Torsion in free products of groups
While reading a paper about the modular group $\Gamma = PSL_{2}(\mathbb{Z})$, I read that $PSL_{2}(\mathbb{Z}) \cong C_{2} * C_{3}$ and consequently, all the torsion elements in $\Gamma$ are of order 2 or 3. While I understand the isomorphism, I don't know how to prove the second statement.
More in general, is it true that if $G \cong C_{n_{1}} * \ldots * C_{n_{k}}$, then all torsion elements in $G$ have order $n_{1}, \ldots, n_{k}$ ?
Solution 1:
More generally, if $A$ and $B$ are groups, then the only torsion elements of $A*B$ are conjugates of elements of $A$ and elements of $B$; this was proven by Schreier. In particular, the order of any element of finite order must be the order of an element of $A$ or of an element of $B$.
Added.

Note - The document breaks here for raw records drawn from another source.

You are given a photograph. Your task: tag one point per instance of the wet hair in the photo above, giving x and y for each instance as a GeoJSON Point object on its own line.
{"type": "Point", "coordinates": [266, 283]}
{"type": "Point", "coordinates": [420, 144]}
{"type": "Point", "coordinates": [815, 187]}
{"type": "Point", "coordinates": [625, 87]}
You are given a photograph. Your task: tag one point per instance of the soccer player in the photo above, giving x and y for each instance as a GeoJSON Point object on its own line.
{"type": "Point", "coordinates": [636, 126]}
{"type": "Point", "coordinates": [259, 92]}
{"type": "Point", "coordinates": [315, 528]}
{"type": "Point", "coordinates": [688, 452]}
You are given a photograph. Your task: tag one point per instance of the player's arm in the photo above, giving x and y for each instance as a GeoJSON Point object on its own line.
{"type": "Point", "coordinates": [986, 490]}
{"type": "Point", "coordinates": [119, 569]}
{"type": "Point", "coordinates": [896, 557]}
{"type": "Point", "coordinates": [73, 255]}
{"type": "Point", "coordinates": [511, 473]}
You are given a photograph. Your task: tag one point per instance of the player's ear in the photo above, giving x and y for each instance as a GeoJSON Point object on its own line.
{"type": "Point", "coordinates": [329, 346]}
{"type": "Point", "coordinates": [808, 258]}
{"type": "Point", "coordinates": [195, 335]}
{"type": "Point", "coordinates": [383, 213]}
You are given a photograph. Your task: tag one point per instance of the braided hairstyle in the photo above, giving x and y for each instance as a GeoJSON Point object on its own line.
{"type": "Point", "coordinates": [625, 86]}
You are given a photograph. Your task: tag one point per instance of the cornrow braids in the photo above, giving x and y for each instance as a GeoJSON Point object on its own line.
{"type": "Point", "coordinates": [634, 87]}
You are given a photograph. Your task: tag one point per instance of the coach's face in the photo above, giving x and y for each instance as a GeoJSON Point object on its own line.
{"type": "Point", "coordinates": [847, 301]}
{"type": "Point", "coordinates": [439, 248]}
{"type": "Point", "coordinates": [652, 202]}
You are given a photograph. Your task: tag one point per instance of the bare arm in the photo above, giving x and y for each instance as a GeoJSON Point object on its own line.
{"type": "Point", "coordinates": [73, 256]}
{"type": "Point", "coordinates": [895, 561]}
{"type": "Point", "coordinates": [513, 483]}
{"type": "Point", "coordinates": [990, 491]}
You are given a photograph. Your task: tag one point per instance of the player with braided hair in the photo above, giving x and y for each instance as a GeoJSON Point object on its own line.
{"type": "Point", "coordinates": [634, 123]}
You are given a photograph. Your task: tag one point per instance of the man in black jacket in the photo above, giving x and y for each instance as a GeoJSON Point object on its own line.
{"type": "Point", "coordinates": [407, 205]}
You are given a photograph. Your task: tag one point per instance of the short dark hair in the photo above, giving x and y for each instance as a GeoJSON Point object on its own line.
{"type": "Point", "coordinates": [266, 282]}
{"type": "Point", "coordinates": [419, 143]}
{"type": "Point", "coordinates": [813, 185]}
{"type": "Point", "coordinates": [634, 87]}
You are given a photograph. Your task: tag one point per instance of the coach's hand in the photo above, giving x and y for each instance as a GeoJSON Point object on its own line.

Schreier proved it as part of his construction of free products and free products with one amalgamated subgroup. The result can also be obtained as a consequence of the much stronger theorem of Kurosh; this is done, for example, in Rotman's Introduction to the Theory of Groups, Chapter 11.
Theorem. (Kurosh, 1934). If $H$ is a subgroup of a free product $\mathop{*}\limits_{i\in I} A_i$, then $H = F*\left(\mathop{*}\limits_{\lambda\in\Lambda}H_{\lambda}\right)$, for some possibly empty index set $\Lambda$, where $F$ is a free group and each $H_{\lambda}$ is a conjugate of a subgroup of some $A_i$.
As a corollary, you get
Corollary. If $G = \mathop{*}\limits_{i\in I}A_i$, then every finite subgroup of $G$ is conjugate to a subgroup of some $A_i$. In particular, every element of finite order in $G$ is conjugate to an element of finite order in some $A_i$.
Solution 2:
Indeed, any torsion element of $G=C_{n_1}*\dots C_{n_k}$ is actually conjugate to an element of one of those $C_{n_i}$. To see it, take a reduced word $a_1*\dots *a_m\in G$ (each $a_j$ is in one of $C_{n_i}$) and suppose moreover that if $m>1$ then $a_1$ and $a_{m}$ are from different $C_{n_i}$'s. Any element of $G$ has a conjugate of this form. Clearly if $m>1$ then such a word is not torsion.